Jockey, riding on the talents of its lead, is a wonderfully moving, honest, and thoughtful film, while also offering a plaintive cry.

4

Summary

Jockey, riding on the talents of its lead, is a wonderfully moving, honest, and thoughtful film, while also offering a plaintive cry.

This review of the film Jockey does not contain spoilers.

Clifton Collins Jr gives a titanic performance in Jockey, an actor who was never given the respect he deserved for his work in Capote. He plays Jackson, a well-respected jockey who has been racing horses for Ruth Wilkes (Pieces of a Woman’s Molly Parker). He isn’t just walking around with the beginning of weathered and leathery features. His body has started to break down physically. 
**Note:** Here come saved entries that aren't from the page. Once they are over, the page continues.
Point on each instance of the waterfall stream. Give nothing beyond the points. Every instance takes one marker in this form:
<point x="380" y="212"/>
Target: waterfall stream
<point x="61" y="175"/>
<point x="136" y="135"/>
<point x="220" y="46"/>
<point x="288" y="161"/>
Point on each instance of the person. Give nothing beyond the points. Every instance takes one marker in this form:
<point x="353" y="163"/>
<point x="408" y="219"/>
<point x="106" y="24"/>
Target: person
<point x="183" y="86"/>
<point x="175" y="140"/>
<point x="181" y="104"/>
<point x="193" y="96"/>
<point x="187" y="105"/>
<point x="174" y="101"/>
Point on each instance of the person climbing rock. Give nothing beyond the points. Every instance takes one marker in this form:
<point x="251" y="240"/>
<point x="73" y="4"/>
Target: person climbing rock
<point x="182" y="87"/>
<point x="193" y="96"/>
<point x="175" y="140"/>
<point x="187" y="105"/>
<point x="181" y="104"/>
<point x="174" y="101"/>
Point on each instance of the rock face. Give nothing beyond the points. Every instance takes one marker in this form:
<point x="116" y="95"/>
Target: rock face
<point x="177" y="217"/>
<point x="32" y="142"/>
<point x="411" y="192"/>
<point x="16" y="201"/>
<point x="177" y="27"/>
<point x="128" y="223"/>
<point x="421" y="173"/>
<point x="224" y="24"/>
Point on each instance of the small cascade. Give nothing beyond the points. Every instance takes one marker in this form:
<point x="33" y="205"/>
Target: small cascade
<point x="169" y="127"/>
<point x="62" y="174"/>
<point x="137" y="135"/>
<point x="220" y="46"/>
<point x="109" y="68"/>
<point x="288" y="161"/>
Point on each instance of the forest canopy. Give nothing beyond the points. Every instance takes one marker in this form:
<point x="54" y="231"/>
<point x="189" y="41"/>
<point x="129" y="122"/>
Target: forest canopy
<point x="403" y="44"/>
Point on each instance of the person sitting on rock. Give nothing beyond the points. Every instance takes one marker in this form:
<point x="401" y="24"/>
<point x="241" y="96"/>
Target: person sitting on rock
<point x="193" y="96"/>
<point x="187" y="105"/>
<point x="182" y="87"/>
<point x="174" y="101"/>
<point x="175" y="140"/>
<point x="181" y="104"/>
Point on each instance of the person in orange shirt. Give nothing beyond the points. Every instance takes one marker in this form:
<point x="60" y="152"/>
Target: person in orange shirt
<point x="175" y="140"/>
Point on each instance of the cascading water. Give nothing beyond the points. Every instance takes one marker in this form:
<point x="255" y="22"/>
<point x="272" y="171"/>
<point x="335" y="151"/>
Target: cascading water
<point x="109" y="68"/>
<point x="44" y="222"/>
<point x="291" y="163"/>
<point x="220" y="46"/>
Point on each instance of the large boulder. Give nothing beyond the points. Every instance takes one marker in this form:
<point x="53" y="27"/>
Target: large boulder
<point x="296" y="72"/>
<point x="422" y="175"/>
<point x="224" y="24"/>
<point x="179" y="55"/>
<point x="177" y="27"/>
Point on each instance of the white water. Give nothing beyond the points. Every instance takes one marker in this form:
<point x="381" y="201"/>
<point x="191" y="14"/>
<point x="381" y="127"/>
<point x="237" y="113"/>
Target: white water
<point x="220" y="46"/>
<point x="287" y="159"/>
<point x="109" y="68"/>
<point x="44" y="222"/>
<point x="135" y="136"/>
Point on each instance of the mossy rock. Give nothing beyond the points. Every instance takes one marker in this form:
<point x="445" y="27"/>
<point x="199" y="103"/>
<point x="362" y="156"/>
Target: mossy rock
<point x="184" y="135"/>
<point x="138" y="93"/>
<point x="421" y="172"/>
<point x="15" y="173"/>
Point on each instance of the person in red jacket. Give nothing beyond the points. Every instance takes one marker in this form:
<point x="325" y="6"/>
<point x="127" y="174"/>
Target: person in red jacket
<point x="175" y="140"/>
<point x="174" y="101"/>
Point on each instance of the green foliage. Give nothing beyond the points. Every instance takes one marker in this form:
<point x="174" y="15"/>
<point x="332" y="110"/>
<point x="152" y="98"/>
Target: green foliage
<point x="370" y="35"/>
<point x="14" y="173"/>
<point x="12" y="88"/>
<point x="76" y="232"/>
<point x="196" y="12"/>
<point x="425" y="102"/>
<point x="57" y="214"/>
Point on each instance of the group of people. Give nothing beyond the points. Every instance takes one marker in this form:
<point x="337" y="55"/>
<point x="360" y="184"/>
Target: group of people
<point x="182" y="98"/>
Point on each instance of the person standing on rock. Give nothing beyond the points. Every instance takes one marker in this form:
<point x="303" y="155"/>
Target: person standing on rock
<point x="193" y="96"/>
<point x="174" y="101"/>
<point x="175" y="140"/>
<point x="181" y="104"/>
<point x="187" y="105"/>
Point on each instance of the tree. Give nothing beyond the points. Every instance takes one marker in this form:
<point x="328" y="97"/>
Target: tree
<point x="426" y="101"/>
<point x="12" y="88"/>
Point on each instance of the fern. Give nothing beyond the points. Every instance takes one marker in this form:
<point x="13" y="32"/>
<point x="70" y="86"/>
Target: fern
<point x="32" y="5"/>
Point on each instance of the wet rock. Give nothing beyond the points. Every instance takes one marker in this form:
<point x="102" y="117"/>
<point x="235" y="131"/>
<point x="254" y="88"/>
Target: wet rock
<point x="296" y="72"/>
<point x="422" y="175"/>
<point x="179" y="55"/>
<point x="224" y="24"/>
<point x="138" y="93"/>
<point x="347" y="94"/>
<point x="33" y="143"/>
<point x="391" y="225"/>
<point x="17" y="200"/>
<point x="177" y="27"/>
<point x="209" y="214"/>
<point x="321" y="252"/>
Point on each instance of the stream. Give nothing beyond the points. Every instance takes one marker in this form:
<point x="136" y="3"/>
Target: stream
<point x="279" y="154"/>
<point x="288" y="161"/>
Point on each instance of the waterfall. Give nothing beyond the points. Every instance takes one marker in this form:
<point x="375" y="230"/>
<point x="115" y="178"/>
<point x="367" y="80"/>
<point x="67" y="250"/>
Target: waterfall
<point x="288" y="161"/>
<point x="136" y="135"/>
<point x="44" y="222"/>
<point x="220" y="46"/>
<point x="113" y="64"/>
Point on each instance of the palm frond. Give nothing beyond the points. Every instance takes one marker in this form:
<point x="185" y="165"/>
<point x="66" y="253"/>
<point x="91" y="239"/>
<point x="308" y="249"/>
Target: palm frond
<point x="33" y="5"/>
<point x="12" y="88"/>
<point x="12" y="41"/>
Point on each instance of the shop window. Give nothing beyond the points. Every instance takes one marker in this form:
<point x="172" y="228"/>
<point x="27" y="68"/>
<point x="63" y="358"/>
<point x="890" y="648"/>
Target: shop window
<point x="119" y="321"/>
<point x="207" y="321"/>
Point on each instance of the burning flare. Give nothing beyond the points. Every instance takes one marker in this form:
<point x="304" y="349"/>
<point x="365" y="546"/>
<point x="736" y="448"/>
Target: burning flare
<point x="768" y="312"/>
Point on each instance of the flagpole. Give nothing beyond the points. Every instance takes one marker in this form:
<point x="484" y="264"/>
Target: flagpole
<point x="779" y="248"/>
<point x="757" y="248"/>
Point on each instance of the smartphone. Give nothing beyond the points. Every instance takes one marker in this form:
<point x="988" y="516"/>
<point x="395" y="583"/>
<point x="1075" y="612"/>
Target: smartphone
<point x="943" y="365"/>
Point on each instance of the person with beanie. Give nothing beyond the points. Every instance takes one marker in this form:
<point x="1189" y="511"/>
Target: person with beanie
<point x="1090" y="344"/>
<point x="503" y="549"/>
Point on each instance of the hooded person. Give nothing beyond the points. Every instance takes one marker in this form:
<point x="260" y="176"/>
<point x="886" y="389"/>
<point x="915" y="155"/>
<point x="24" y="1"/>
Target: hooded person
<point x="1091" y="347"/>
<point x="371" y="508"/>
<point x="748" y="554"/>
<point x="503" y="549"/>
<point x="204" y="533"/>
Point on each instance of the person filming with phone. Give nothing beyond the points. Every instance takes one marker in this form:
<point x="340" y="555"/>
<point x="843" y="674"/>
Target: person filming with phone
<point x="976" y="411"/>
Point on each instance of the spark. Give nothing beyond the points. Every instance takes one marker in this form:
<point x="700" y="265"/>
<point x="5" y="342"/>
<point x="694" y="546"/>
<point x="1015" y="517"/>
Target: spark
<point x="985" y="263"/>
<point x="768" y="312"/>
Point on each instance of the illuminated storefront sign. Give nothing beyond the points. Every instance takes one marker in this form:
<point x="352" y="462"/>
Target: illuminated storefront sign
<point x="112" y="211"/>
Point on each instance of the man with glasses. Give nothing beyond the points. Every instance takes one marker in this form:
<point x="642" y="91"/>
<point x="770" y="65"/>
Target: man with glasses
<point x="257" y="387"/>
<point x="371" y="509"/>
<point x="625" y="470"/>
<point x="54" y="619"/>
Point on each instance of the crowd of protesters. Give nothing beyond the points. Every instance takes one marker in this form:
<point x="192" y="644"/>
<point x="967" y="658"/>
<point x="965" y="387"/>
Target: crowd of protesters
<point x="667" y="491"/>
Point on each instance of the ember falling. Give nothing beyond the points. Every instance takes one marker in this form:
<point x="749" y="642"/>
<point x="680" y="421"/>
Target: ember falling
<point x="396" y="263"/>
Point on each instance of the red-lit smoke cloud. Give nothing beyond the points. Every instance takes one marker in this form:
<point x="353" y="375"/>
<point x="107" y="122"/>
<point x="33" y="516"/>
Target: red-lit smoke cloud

Jackson lives in a trailer on Ruth’s horse farm and does not have health insurance. So he gets a local veterinarian who specializes in equine injuries. Jackson is sensing this is the end, but Ruth drops some good news that she has procured a rare racehorse that will give them both the breed they’ve been waiting for. This stroke of luck coincides when he notices a new jockey, Gabriel (Moises Arias), following him around like a lost puppy dog. He has a secret and tells Jackson that his son is from a relationship decades prior. 

Clint Bentley directed Jockey and co-wrote the script with Greg Kwedar (Transpecos). Jockey is Bentley’s feature directorial debut, and his film is a character study of exceptional depth. Even the most minor character feels grounded, and even authentic. This gives you a real sense of what it’s like to be a jockey who is fighting their expiration dates. For instance, you’ll be treated to several riders sitting trading war stories about their injuries, including Logan (Leo Brock), a battered equestrian who was left bedridden and pleaded with Jackson to make something for himself because the owners use them like the horses they ride. They will be put out to pasture at any point.

Bentley’s contemplative nature brings to the film mixed well with Clifton Collins’s brooding yet dignified turn. You just don’t watch his tailspin from arrogant jockey to a man who let down his guard because he was ready to accept more out of life; he makes you feel it. He brings an emotional resonance that many attempt to portray, but very few can achieve. His performance is richly layered, as he goes through denial and acceptance that time has caught up with him and not everyone is allowed in the winner’s circle.

Jockey, riding on the talents of its lead, is a wonderfully moving, honest, and thoughtful film, while also offering a plaintive cry.